Who Should Take This Course?

Get a brief overview of the course and its intended audience.

Intended audience

The goal of this course is to make machine learning systems more robust and to make you more confident in the results of your work. This course is curated for anyone with experience in machine learning and software engineering who wants to make reliable machine learning systems.

What Is Defensive Programming?

Writing reliable software is also called defensive programming.

The idea is based on defensive driving. In defensive driving, you adopt the mindset that you’re never sure what the other drivers will do. That way, you ensure you won’t be hurt if they do something dangerous. You take responsibility for protecting yourself even when it might be the other driver’s fault. In defensive programming, the main idea is that if a routine is passed bad data, it won’t be hurt, even if the bad data is another routine’s fault.

Steve McConnell, Code Complete

We will extend this awesome metaphor by Steve McConnell to the machine learning domain. We, as ML practitioners, want to make the systems we build robust to various potential sources of danger (e.g., human errors, unexpected usage scenarios, and even changes related to external circumstances).

What is this course about?

We’ll cover the following broad topics:

  • Non-ML-specific software tests: These are tests commonly used to validate the software’s functionality and ensure it works as intended. These tests can include unit tests, integration tests, mocking, and smoke tests. They are not specific to machine learning systems and can be applied to any software.

  • ML-specific tests: These are tests specifically designed to validate the accuracy and performance of machine learning models. These tests include behavioral tests, regression tests, and data validation.

  • Best practices for testing: We’ll discuss when to add tests, which tests we should add, and how we can measure if the number of tests is sufficient. We’ll discuss how to handle flaky tests, which are tests that produce inconsistent results. We’ll also cover how to automate the testing process using CI/CD.

  • Runtime checks: These are tests performed while a program is running to verify its correctness. These checks include assertions, boundary, type, and performance checks. Runtime checks help developers identify and fix their programs’ issues before they cause production problems.

  • Debugging ML pipelines: Debugging is identifying and fixing errors in machine learning systems. This can include identifying the root cause of errors, implementing fixes, and verifying that the fixes have resolved the issue.

  • Monitoring for ML pipelines: The monitoring process involves continuously tracking the health of the data, service, and model. It includes issues such as model drift, the change in the model’s performance over time, and data quality control, ensuring that the data being fed into the pipeline is high quality and free of errors.

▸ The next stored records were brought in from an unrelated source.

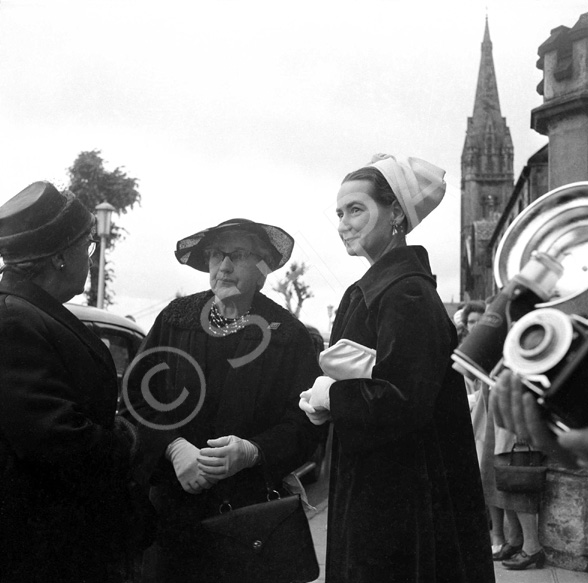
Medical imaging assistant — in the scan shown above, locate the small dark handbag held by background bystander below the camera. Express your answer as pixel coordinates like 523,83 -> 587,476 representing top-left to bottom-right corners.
494,443 -> 547,493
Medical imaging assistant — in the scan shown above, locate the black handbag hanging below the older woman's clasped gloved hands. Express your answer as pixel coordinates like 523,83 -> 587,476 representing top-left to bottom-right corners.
201,491 -> 319,583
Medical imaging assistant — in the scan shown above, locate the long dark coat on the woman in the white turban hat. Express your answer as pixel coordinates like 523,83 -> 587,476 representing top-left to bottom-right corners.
326,247 -> 494,583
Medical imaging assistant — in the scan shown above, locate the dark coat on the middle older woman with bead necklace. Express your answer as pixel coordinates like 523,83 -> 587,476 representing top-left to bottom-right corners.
128,291 -> 322,582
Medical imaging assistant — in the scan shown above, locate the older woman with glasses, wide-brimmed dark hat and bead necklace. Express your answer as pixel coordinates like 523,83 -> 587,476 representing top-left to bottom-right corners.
127,219 -> 320,583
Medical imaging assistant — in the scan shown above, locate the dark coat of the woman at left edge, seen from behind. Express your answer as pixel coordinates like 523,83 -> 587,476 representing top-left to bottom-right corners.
0,274 -> 139,583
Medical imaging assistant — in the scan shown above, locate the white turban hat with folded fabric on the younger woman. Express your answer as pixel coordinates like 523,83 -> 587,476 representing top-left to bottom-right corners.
369,154 -> 446,233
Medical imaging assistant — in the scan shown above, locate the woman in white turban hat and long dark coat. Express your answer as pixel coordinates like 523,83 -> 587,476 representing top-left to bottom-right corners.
300,156 -> 494,583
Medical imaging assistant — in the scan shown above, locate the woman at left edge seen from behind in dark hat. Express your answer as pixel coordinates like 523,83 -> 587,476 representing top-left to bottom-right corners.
0,182 -> 149,583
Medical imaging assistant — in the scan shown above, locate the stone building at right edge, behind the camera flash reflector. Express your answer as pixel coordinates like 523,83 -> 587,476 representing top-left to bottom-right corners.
484,13 -> 588,571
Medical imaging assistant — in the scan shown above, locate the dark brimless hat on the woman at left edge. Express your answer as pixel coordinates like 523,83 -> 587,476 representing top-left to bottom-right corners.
0,181 -> 94,264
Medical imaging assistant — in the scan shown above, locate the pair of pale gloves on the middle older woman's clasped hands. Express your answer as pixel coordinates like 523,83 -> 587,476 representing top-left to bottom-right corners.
165,435 -> 259,494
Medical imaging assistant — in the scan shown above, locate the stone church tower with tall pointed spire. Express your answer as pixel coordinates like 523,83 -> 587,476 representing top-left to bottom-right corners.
460,17 -> 513,300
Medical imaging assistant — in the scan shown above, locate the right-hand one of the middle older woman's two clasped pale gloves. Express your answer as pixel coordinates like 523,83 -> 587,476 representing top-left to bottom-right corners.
198,435 -> 259,480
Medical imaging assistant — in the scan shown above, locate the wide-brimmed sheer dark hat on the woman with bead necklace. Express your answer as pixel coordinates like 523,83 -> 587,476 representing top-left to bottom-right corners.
175,219 -> 294,273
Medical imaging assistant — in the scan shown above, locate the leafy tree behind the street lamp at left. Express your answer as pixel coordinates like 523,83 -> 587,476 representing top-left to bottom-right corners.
68,150 -> 141,306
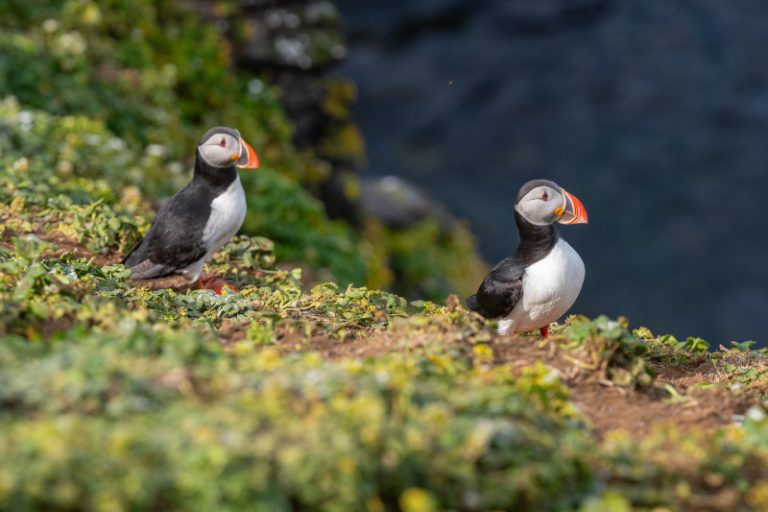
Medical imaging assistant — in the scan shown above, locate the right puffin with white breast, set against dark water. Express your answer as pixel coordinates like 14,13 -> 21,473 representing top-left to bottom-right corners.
466,180 -> 589,338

We’re not going to cover things related to the pure modeling side of machine learning, including model evaluation (the process of assessing the performance of a machine learning model on a given dataset), metrics (the specific measurements that can be used to evaluate the performance of a model while solving concrete problems), or data/model version control (the process of keeping track of changes made to data and models between experiments). Even though these topics are essential, they are not the focus of this course.